I take it that most scientists reject this. The values that science exemplifies are quite objectively good, they would say; and if you disagreed, they’d think you were just flat wrong.

Scientists are human; scientists use human language to communicate about science; when that communication involves “how” and “why”, scientists use those aspects of language which evolved to talk about such things, which is the language of values.
No scientist would say that there are no values. They would (mostly) say that they aren’t what you seem to think they are. Scientists have arrived at the “rules” and “values” of science because they work: they lead to repeatable results, and minimize the likelihood of fraud and deception (especially self-deception!).
I said earlier that I would comment on the “we couldn’t rewire our vision” thing. Well, of course we are now getting close to the point where we can, and things are going to get quite interesting. Will our values change as we change? They always have in the past.

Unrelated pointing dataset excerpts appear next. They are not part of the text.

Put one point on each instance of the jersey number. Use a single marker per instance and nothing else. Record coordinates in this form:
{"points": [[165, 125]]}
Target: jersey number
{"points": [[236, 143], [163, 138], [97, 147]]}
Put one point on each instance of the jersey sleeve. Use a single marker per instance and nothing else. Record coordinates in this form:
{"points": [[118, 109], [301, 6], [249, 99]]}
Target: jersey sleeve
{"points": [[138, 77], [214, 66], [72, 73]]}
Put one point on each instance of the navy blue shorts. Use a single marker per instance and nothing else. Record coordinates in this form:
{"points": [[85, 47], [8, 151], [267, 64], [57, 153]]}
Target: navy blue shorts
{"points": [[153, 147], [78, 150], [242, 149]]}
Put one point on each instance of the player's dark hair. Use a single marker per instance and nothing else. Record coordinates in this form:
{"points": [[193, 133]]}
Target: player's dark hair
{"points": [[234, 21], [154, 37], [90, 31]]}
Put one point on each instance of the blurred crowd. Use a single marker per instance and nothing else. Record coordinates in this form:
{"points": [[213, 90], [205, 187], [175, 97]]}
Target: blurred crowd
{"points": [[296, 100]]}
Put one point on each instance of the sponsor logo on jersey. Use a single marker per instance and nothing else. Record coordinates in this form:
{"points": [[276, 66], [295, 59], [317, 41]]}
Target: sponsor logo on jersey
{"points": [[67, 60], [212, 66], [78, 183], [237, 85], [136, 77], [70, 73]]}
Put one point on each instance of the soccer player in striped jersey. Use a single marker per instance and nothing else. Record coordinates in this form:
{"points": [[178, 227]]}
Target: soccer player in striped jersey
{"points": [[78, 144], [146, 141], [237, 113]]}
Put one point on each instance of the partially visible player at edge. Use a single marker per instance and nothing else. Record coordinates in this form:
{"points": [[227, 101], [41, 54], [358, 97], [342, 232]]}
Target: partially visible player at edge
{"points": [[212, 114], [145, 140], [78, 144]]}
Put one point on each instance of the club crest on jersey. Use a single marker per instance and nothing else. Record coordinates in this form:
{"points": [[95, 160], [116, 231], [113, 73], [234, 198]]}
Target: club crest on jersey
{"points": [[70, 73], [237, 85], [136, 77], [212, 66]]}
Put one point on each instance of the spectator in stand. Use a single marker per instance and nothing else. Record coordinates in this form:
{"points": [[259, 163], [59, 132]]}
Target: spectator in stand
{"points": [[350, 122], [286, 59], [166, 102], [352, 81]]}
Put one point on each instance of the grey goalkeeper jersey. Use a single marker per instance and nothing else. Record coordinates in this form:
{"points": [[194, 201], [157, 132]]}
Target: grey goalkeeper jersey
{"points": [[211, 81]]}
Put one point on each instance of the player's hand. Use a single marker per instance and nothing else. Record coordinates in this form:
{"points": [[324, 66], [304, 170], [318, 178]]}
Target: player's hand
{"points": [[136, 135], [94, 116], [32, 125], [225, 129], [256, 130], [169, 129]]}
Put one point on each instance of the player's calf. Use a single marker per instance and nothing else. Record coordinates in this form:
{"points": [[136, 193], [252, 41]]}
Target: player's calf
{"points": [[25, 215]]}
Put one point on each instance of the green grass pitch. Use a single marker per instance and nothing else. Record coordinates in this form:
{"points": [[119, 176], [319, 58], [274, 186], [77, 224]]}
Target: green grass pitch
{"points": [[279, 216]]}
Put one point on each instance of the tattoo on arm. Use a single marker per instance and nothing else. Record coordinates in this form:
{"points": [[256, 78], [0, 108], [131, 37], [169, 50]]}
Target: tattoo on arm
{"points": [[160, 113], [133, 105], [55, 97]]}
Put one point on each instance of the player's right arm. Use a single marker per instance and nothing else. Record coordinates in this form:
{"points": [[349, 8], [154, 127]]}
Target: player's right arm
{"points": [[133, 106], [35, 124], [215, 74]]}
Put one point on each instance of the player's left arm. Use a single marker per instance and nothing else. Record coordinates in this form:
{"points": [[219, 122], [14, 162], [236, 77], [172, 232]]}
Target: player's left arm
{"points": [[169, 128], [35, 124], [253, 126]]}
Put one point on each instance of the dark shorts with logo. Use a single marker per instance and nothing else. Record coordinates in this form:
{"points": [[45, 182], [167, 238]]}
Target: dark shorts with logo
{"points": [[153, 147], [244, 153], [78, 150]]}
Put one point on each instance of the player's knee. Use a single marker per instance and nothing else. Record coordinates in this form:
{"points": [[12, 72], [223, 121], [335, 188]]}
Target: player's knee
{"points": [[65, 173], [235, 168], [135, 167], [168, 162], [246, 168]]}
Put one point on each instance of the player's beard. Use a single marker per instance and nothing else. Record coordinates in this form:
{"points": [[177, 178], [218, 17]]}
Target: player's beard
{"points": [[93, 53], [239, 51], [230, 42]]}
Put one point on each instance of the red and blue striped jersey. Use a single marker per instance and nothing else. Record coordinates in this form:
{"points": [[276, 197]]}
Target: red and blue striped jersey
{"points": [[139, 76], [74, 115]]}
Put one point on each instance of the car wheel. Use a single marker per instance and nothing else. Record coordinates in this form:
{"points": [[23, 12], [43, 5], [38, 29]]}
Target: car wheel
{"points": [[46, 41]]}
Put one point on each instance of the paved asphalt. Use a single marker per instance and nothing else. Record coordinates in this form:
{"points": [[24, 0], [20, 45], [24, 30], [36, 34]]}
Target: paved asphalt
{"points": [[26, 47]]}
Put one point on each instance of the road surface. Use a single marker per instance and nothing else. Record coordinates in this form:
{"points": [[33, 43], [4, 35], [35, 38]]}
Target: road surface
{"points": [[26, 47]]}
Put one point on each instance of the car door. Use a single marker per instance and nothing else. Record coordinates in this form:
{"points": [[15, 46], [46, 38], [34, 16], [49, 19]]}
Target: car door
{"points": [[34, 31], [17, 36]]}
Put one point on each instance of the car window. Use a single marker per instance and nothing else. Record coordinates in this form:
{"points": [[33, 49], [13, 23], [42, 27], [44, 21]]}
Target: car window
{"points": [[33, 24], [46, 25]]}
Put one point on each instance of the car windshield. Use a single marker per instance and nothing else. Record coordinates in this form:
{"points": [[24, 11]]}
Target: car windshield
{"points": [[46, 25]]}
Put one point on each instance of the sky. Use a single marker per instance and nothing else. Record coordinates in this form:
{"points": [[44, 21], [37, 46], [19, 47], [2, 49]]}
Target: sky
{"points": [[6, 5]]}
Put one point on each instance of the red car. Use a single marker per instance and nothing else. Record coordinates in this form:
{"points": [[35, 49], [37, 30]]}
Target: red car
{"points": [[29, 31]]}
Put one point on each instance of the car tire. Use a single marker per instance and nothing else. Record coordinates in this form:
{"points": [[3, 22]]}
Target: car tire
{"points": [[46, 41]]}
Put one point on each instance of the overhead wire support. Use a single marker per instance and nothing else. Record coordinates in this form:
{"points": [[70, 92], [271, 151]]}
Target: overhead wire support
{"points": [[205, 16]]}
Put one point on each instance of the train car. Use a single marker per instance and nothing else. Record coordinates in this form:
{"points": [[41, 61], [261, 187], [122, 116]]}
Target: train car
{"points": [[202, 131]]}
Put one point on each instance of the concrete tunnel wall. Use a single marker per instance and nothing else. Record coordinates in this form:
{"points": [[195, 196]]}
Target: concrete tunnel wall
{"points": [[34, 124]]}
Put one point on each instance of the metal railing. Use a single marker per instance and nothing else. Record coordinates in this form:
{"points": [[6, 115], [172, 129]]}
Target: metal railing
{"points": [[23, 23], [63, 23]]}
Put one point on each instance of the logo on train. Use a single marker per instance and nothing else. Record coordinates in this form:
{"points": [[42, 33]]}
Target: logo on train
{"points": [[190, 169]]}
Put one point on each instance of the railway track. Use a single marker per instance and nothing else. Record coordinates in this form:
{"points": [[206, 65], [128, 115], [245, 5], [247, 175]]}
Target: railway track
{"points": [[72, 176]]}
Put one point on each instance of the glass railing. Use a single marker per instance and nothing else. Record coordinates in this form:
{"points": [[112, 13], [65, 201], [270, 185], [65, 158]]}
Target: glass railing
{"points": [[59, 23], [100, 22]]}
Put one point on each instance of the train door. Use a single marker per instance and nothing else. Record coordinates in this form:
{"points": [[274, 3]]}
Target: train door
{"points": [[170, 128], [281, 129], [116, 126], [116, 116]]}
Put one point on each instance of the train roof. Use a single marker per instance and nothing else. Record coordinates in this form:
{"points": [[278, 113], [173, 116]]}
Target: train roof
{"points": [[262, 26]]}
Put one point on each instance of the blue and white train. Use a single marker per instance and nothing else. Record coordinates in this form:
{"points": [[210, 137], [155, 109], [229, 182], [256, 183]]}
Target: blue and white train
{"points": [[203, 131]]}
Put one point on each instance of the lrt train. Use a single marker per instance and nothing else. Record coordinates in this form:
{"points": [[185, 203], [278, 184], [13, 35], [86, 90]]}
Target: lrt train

We are, understandably, parochial creatures. We pay lots of attention to the time and space around us: the recent past (say, the last couple of thousand years, the next century), and the planet which we inhabit. These preferences are, of course, contingent: contingent on our physical size, our senses, our environment, our natural (i.e. evolved) life span, and historical factors like the invention of writing and social institutions. Humans had a long, rich history stretching over hundreds of thousands of years before writing emerged, but of course we have almost no record of their lives, their societies, their gods, and their values. From this point of view, the last two thousand years is just an historical blip. And if we take an even longer look, we’ll realize that this whole human thing is just a contingent blip; when the next cosmic collision wipes out 90% of life on the planet, as has happened many times in the past, what survives and flourishes isn’t going to be human. But that’s OK.